Tan pronto como traté de relajarme sobre un sillón, un aroma familiar llegó a mis fosas nasales. Era indiscutible, podía diferenciar su aroma a metros de distancia. Esto no era lo que necesitaba; estaba claro que la buscaría. No puedo vivir sin saber de ella, pero jamás creí encontrarla con solo tocar suelo estadounidense.
Minutos después, Don Rogelio fue llamado por sus hombres. Se despidió de mi padre y solo hizo un gesto hacia nosotros; su equipaje estaba listo. Caminó hasta el grupo de mi mujer y junto a sus hombres salieron del lugar. Pronto nuestro equipaje también fue entregado y todos nos movimos hasta el estacionamiento.
Atravesé la puerta de salida y a lo lejos vi a Esmeralda despedirse de Sotomayor. Él le ayudó a subir al carro y luego cerró la puerta tras ella, como todo un caballero. Un carro lo estaba esperando y también se fue del lugar. A esta hora mi enojo, mis celos, aunque me doliera reconocerlo, estaban a tope; no me soportaba ni yo mismo.
Todos nos fuimos al apartamento familiar. Allí descansamos y luego comimos algo. Me llamó la atención no encontrar a Sarah. Las chicas del servicio me dicen que por la mañana salió a preparar la casa; ella pensó que me quedaría allí. Tomé aire y me di fuerzas, llamé a mi nana y le agradecí el gesto, aunque no estaba seguro de dónde dormiría esa noche. No era un día para sentirme solo.
– Venga, le servirá – dijo la mujer, con tono y sabiduría en su voz – aquí está todo; quizás, solo quizás, aquí pueda recuperar esas fuerzas que le hace falta – dibujé media sonrisa en mis labios y me quedé pensando.
– Gracias Sarah, lo pensaré – sin mucho más me despedí de ella y le pedí que comprará algunas cosas. Tan pronto como corté, le envié un carro y un par de guardias para la casa, sin contar con la tarjeta que estaba a su nombre para que mantuviera la alacena llena.
Las semanas que estuve en Italia olvidé completamente nuestra casa. Los recuerdos volvían a estacar mi corazón. Extraño esos días en los que me perdía en el trabajo y solo recordaba de vez en cuando que tenía a mi gente buscándola. Solté un suspiro y luego fui a almorzar con mi familia.
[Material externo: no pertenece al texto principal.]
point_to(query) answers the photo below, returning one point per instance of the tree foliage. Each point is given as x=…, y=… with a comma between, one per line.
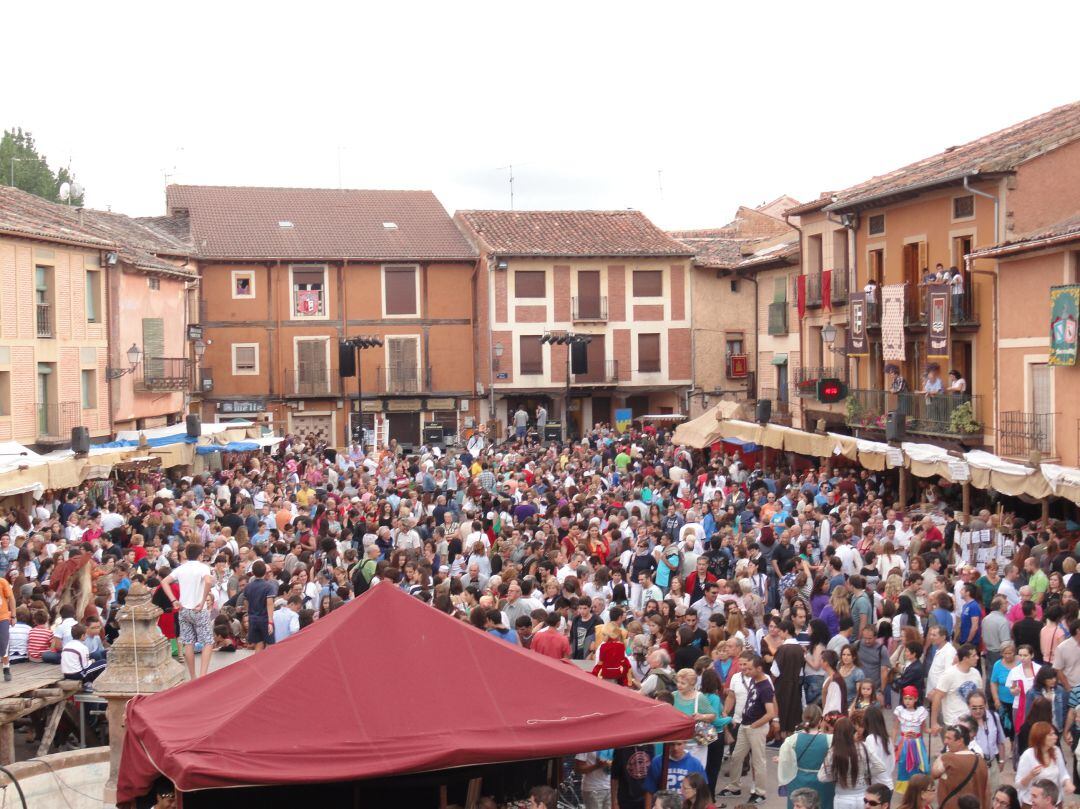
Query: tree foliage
x=19, y=160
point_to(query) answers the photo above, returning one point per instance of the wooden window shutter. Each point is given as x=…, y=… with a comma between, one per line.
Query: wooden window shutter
x=153, y=347
x=648, y=352
x=401, y=291
x=531, y=354
x=529, y=284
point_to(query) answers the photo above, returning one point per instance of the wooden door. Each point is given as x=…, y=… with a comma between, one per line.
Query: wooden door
x=589, y=295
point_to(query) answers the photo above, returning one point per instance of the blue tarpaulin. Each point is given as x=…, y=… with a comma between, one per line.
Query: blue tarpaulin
x=232, y=446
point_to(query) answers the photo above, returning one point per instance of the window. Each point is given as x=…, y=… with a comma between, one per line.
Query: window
x=963, y=207
x=89, y=389
x=400, y=291
x=153, y=348
x=93, y=296
x=648, y=283
x=648, y=353
x=245, y=359
x=309, y=292
x=531, y=354
x=243, y=283
x=530, y=283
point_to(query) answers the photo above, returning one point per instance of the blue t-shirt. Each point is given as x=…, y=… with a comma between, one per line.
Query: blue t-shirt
x=969, y=612
x=677, y=770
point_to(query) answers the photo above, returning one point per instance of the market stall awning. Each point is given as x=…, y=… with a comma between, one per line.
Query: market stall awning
x=240, y=726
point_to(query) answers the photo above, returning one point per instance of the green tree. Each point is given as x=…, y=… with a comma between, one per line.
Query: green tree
x=21, y=162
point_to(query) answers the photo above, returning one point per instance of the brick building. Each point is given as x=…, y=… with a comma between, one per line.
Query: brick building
x=287, y=273
x=80, y=288
x=611, y=275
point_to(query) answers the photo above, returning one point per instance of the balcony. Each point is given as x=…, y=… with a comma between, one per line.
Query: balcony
x=955, y=416
x=962, y=313
x=588, y=309
x=606, y=373
x=806, y=378
x=56, y=419
x=781, y=407
x=778, y=318
x=164, y=374
x=311, y=381
x=1021, y=434
x=838, y=291
x=44, y=321
x=403, y=379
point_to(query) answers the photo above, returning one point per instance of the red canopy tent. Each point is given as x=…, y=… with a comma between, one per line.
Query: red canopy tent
x=355, y=696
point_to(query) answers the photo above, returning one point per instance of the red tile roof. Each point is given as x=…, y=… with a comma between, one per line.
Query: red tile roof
x=1066, y=230
x=242, y=223
x=994, y=153
x=138, y=242
x=734, y=244
x=570, y=233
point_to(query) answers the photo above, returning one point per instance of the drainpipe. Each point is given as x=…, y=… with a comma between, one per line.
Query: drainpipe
x=994, y=282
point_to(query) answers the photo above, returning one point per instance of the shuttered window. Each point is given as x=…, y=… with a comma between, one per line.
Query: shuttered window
x=648, y=352
x=309, y=292
x=648, y=283
x=531, y=354
x=153, y=347
x=529, y=284
x=401, y=290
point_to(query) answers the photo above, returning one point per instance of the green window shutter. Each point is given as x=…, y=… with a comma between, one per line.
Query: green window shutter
x=153, y=347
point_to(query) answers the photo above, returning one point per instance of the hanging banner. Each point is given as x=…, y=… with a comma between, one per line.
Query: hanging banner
x=939, y=323
x=1064, y=311
x=856, y=334
x=892, y=323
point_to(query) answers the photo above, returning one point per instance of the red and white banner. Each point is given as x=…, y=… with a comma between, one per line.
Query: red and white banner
x=892, y=322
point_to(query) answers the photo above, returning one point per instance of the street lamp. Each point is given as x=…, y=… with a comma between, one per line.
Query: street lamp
x=134, y=354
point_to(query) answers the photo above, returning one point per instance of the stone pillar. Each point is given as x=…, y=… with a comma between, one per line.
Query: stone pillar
x=139, y=662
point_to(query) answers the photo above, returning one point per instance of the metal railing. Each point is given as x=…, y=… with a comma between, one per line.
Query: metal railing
x=403, y=378
x=838, y=290
x=806, y=378
x=44, y=320
x=598, y=373
x=1022, y=433
x=943, y=414
x=55, y=420
x=310, y=381
x=585, y=309
x=164, y=374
Mi tarde fue lenta y abrumadora. El trabajo me distraía, pero que mi móvil sonara cada treinta minutos era desesperante. Las primeras veces, por cortesía más que nada, le había contestado a Milenka. Incluso había tenido una cómoda conversación con ella, pero luego me había vuelto a llamar, y eso ya era otra cosa. Ella quería controlar mis movimientos aquí y me exasperaba.
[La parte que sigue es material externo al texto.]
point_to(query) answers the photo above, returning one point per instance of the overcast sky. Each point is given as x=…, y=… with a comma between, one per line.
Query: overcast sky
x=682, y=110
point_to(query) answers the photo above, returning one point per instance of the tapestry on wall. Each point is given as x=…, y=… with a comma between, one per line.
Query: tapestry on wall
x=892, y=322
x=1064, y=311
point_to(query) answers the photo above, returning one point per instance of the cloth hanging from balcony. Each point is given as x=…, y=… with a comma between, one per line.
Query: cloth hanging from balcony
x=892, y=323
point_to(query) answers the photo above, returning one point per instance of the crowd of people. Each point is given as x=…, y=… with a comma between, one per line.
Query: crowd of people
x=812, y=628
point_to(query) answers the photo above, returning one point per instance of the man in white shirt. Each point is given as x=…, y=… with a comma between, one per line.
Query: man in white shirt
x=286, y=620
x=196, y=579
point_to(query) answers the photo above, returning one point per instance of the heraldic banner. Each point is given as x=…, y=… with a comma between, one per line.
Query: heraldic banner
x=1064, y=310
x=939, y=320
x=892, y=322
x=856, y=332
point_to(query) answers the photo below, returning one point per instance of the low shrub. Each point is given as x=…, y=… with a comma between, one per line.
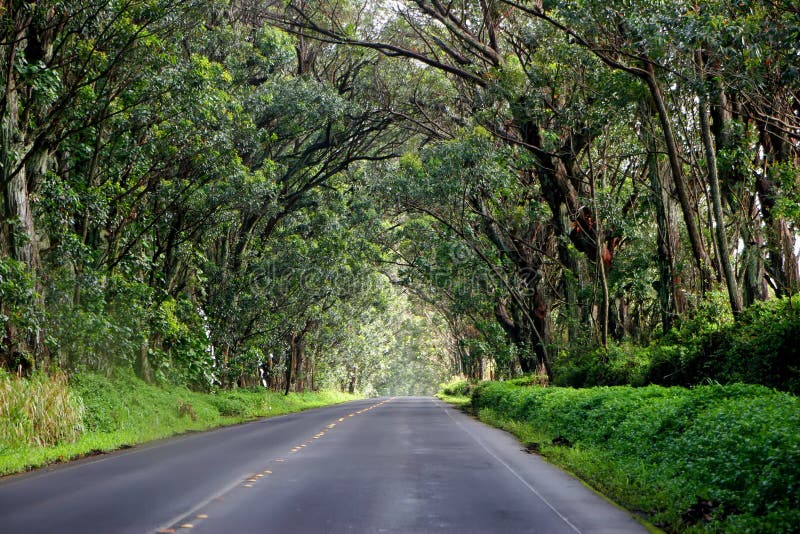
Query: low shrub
x=735, y=449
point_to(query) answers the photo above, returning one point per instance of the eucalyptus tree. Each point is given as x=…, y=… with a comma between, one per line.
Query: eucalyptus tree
x=56, y=57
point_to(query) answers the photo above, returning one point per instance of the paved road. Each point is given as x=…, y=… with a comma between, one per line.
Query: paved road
x=403, y=465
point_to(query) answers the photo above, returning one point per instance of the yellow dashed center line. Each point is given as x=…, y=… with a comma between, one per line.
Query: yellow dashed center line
x=249, y=482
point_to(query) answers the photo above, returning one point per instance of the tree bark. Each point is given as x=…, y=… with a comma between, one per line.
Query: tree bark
x=716, y=199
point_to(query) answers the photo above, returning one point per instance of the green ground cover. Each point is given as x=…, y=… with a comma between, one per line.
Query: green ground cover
x=707, y=459
x=48, y=419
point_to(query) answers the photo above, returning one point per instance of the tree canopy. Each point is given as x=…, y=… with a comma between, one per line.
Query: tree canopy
x=376, y=195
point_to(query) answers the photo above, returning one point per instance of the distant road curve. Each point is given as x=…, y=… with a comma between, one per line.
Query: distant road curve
x=401, y=465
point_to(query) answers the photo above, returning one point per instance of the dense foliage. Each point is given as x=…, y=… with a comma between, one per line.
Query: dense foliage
x=375, y=195
x=712, y=458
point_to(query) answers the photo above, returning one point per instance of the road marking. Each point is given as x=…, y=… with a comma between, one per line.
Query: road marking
x=511, y=470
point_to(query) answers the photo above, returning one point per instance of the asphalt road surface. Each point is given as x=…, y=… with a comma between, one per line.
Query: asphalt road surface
x=401, y=465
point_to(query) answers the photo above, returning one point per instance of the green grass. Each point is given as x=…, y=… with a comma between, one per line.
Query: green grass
x=124, y=411
x=656, y=450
A media tarde le había vuelto a contestar.
– ¡¿Por qué NO ME HABÍAS CONTESTADO?! – gritó de inmediato - ¡no guardas ningún respeto por mí! – la desesperación se podía sentir en su respirar - ¡SOY LA MADRE DE TU HIJO! DEBERÍAS POR LO MENOS CONTESTARME EL MALDITO TELÉFONO – volvió a gritar.
– Te recuerdo que la situación en la que estás te la buscaste tú – dije tranquilamente – no tengo por qué aguantar tus arrebatos, y desde un principio hablamos de esto. Más que los padres de ese bebé no seremos. No tengo obligación de contestar el móvil a cada maldito segundo – hablé entre dientes, no quería perder la compostura.
– ¡PERO PARA LA ZORRA, TIENES, TIEMPO, GANAS Y EXCUSAS ¿VERDAD?! – su histeria me cansaba.
– ¡ES MI ESPOSA! – Respiré profundo cuando escuché un sollozo al otro lado de la línea – Escucha Milenka, no volveré a repetirlo. Seremos padres juntos; estaré allí para ti, para mi hijo, pero jamás será de manera romántica. Entiende, jamás – Recalqué y con esto corté la llamada.
La rabia me podía más, estaba cansado, aburrido de tenerla cerca. Me agobiaba siquiera pensar que en unos días debía volver a Italia y verla. Me asqueaba pensar que estaba en mi apartamento creyéndose la dueña y señora de mis cosas. Con lo que acababa de suceder me dejaba claro que no cambiaría, y eso no era lo que esperaba de la mujer que sería la madre de mi hijo. Necesitaba hacer algo con esta situación; me cansé de aguantar, de esperar que algo cambiara en ella. Definitivamente, sería yo quien debería actuar en este caso.